Conservatives are trying to paint any pricing on carbon pollution as a simple cash grab that will do nothing to lower greenhouse gas emissions, even though British Columbia has had a carbon tax for a decade, have reduced GHG’s by over 10% while having one of the best economies in the country. But with an issue like this, a bad example can stick and do a lot of damage. That was in my mind when I heard about an announcement today from the Environment Minister, with funding from the governments Low Carbon Economy Challenge’s Champions fund. It wasn’t the idea of the funding that causes an issue, it was where it went:

As you might imagine, some of the reaction out there to Loblaws receiving this funding was not so great on a few levels. For starters, Loblaws is highly profitable and with how much money they made this year, do they really need the $12 million to do this, especially after they are already spending $36 million? While the project may be laudable, does Loblaws really need this government assistance? I would say not, and it will lead many other people to ask who else could have used that $12 million to lower their carbon footprint who probably couldn’t afford to otherwise. By giving this money to Loblaws, this just gives ammunition to Conservatives who want to paint this important initiative as a boondoggle waiting to happen.

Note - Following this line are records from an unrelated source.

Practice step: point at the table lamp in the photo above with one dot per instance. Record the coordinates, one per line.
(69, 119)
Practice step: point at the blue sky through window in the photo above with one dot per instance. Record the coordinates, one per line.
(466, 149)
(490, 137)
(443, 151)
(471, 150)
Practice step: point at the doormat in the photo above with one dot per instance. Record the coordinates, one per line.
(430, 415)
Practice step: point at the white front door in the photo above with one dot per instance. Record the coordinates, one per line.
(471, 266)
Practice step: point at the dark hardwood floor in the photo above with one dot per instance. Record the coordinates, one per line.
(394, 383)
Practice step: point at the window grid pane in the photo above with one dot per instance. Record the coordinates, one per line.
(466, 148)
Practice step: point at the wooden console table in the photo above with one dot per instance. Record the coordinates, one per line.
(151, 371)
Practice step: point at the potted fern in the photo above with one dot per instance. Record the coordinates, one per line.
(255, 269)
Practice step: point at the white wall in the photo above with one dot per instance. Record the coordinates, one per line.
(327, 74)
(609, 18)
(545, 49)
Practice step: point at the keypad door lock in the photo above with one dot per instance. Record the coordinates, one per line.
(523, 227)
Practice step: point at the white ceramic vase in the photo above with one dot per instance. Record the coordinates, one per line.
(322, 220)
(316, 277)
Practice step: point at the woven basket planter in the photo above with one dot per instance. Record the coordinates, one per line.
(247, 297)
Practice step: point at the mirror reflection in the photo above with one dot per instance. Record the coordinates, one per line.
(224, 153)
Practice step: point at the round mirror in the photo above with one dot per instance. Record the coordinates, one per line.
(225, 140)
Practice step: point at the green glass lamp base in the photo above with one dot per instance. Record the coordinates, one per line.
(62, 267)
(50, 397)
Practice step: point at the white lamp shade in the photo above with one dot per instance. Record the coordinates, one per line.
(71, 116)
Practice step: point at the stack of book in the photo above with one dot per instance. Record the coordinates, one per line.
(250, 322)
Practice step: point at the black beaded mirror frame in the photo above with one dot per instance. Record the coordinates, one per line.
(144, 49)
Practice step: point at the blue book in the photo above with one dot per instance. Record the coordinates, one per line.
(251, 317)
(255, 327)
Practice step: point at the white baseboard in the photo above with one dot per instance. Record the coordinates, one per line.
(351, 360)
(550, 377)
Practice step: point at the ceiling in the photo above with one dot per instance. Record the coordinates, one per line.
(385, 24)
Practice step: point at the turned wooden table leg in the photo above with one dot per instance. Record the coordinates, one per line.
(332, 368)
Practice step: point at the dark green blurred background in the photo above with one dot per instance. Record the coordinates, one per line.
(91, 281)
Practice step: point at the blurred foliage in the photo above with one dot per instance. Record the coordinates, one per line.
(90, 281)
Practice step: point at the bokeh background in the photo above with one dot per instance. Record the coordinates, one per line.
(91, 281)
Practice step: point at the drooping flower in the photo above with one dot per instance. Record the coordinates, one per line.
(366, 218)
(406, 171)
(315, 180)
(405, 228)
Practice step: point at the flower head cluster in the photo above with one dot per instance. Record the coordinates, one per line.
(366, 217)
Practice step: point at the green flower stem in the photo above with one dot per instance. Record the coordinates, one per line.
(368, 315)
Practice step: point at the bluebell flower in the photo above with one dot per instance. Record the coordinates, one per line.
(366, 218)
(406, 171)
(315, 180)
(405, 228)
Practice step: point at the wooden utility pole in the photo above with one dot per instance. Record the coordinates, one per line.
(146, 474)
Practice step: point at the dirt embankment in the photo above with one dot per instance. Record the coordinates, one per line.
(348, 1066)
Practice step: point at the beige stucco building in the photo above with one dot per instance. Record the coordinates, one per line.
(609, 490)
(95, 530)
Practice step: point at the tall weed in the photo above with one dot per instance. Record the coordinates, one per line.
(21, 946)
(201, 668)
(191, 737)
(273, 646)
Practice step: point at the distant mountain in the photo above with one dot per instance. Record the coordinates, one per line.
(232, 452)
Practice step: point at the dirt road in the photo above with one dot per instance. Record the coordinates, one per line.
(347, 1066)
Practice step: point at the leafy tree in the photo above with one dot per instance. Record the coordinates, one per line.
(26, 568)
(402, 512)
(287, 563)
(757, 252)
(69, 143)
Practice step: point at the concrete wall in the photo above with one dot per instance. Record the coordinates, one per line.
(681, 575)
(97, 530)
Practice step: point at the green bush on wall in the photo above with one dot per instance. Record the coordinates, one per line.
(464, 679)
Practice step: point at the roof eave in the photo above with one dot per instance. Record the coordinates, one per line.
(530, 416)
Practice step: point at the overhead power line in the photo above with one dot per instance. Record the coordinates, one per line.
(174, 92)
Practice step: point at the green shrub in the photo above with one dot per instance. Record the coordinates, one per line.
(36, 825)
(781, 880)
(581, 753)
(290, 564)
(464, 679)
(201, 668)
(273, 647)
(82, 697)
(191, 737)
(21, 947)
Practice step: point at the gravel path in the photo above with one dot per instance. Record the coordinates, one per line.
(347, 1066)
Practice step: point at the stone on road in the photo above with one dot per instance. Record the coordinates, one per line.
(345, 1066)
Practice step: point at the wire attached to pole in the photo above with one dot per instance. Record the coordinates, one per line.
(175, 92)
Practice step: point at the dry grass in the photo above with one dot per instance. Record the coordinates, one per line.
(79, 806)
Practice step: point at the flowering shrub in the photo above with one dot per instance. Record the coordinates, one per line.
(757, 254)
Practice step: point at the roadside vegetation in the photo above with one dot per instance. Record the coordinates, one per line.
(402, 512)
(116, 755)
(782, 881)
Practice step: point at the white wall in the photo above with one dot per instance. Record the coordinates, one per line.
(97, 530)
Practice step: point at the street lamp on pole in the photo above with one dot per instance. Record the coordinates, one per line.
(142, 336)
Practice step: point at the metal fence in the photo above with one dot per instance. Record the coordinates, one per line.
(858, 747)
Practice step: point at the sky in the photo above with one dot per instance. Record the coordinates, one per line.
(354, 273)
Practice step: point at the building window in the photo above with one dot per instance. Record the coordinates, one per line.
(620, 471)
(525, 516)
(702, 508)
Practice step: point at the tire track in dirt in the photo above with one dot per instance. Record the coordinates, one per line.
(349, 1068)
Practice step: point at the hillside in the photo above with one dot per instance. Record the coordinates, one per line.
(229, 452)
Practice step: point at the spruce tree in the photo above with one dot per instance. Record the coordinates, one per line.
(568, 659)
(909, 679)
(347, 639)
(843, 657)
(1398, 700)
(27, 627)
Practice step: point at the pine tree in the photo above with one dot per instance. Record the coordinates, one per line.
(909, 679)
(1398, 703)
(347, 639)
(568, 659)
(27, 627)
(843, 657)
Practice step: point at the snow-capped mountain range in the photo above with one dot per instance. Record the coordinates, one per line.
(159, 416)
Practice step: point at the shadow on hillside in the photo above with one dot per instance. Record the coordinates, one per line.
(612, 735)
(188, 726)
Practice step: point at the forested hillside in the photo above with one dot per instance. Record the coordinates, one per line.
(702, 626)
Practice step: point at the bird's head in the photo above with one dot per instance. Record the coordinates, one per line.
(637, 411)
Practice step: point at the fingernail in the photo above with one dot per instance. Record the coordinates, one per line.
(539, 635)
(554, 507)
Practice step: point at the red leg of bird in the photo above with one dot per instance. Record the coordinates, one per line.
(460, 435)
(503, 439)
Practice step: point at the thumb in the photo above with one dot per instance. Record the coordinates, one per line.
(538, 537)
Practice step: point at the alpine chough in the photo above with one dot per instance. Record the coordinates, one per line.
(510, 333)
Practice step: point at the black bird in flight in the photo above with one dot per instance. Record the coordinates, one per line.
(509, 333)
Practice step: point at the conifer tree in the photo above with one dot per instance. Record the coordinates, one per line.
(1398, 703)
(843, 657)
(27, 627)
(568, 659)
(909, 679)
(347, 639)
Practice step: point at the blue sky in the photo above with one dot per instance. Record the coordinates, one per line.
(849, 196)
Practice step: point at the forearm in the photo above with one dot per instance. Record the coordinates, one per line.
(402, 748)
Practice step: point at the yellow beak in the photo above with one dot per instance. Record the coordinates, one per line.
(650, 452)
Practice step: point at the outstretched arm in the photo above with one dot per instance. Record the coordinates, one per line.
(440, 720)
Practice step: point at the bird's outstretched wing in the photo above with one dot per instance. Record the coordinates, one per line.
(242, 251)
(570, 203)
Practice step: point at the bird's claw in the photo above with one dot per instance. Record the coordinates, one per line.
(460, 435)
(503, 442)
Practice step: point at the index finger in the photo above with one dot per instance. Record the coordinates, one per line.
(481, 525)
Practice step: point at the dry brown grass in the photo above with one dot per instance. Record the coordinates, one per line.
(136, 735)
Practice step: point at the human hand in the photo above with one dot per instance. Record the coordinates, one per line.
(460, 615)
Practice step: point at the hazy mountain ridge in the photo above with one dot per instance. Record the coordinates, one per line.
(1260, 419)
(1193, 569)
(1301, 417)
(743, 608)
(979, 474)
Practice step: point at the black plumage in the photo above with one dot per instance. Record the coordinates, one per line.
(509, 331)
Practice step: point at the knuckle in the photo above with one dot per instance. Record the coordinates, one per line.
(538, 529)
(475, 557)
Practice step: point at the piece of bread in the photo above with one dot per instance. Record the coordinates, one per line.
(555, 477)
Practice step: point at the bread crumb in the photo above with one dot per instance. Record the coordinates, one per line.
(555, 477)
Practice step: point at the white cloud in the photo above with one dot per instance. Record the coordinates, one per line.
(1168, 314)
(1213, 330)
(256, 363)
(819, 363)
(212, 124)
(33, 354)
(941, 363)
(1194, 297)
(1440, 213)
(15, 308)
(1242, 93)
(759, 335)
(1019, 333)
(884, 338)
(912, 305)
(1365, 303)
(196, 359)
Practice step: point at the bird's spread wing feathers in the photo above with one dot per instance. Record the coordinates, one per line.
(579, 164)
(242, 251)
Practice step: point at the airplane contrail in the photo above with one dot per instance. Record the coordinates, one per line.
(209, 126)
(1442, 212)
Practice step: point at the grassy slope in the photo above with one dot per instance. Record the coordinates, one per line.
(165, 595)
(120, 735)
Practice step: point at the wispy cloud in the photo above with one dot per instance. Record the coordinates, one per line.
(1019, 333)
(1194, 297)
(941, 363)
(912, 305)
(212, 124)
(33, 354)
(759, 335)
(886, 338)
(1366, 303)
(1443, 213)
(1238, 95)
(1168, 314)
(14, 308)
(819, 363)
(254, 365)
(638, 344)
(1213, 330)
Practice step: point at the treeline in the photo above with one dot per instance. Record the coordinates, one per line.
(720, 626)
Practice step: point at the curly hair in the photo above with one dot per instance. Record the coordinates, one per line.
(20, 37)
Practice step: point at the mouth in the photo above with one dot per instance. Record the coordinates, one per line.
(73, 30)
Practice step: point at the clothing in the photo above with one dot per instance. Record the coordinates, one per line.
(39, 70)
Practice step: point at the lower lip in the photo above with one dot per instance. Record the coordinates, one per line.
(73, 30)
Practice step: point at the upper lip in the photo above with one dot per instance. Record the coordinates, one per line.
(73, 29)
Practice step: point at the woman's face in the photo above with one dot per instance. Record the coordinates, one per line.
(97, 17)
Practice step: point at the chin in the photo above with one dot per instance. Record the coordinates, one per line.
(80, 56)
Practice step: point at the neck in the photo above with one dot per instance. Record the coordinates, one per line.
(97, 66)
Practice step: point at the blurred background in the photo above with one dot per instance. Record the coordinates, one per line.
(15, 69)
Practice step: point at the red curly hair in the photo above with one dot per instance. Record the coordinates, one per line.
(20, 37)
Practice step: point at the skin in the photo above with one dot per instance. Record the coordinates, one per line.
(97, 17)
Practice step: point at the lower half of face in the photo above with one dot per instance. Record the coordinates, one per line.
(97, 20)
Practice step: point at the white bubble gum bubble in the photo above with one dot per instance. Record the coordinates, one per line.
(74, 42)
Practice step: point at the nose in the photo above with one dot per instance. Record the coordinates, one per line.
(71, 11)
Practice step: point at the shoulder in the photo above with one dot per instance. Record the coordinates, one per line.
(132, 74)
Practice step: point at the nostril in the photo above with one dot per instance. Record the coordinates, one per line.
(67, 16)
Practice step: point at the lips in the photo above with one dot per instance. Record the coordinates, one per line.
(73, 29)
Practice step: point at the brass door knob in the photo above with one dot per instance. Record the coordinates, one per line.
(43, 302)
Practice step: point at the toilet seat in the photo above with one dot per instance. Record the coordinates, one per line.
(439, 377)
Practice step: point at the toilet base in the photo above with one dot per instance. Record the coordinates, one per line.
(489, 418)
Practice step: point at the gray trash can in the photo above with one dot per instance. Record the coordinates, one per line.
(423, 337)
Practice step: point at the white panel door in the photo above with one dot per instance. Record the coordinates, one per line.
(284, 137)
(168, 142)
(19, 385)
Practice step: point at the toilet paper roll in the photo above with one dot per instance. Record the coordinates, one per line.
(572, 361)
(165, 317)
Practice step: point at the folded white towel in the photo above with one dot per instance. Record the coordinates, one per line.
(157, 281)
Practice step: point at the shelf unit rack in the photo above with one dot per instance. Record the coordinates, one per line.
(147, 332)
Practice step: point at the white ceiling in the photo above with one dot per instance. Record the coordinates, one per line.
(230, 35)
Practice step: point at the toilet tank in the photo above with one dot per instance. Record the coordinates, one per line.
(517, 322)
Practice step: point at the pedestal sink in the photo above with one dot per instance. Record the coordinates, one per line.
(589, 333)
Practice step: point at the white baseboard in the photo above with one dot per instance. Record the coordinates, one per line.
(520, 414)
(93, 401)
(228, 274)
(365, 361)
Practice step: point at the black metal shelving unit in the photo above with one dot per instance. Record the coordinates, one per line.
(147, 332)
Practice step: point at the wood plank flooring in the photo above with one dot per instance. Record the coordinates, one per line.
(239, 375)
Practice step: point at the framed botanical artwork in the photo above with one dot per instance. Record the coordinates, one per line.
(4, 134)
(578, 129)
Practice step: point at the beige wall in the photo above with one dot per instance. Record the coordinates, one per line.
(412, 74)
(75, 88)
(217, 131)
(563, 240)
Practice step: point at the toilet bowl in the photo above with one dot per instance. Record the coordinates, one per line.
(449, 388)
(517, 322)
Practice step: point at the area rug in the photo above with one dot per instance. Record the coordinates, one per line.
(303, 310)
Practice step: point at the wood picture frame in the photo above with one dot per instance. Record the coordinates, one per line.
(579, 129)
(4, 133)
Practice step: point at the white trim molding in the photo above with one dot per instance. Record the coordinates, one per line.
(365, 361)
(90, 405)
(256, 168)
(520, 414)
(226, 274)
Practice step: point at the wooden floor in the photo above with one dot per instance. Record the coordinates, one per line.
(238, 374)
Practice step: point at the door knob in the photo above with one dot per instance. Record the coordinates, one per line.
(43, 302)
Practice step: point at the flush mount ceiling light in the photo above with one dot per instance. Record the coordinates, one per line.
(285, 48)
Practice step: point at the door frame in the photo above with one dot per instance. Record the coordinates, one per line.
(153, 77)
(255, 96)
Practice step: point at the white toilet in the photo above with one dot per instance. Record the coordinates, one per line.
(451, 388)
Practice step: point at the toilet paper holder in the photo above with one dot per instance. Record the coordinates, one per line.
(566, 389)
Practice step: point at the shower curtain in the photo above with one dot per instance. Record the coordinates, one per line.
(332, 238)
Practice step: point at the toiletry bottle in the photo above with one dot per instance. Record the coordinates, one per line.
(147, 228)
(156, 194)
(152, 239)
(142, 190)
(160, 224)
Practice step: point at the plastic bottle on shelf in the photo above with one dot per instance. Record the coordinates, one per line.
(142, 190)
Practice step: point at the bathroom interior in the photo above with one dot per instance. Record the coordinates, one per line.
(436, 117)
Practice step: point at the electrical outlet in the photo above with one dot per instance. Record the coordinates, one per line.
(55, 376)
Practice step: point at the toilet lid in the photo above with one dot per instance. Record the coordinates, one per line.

Now if that was the end of the story with Loblaws, it would be bad enough. Yet that’s not the end of this story, because Loblaws has a history, a not too distant one which makes people further question why they should be receiving this money:

Yes folks, remember the bread price fixing case, where Loblaws was caught for being involved in a price fixing arrangement on the price of bread for over 14 years? That helped to make them more money, at the expense of everyday Canadians, including those who can barely afford food. It was an act of pure greed on the behalf of those who did it, and in the end their punishment wasn’t that large. And while I enjoyed what I was able to purchase with my $25 Loblaws gift card, this story leapt right to the top of my mind when I saw this announcement. As much as we may want to separate the two, really, how can you? That’s another strike against Loblaws for potentially getting this money. But folks, that’s not all:

Yep, just over a year ago there was this case involving the Canada Revenue Agency, Loblaws was accused of using off-shore tax havens to avoid paying more than $400 million in income taxes. And again, how are we supposed to ignore this? Folks, why after all of these cases should they get a dime from the Federal government climate funds, let alone $12 million? There surely must be more worthy companies who need the help more that doesn’t come with the same fresh warts that Loblaws has.

And this is how an announcement like this becomes one of those bad examples. Is this fund a good idea? Yes, absolutely. Should companies that need help to lower their GHG emissions be eligible to get it? Yes, I totally agree. Is this a good way to use funds raised by carbon pricing? Yes, yes, yes. But is that true with Loblaws? No, sorry but they just aren’t a good candidate in my mind for such funding. The fact is that this company can more than afford this $12 million and they don’t need this hand up. What’s worse is that there are other companies or organizations out there who really need the help who will more than likely go without now, so that Loblaws can get their piece of this pie.

This election will be a big fight about the future of our country in many ways, and a funding announcement like this has all the potential to put some serious sticks in the spokes of the governments bicycle. And all over $12 million to a major Canadian company that doesn’t need it. You have to ask what the government was thinking here, but here we are. Now we’ll see if this announcement is a one-off or if the governments climate funding includes more examples like this. For all of our sakes, I really hope there aren’t others because this issue is too important to let it get tripped up over this company, no matter how much I love their cookies.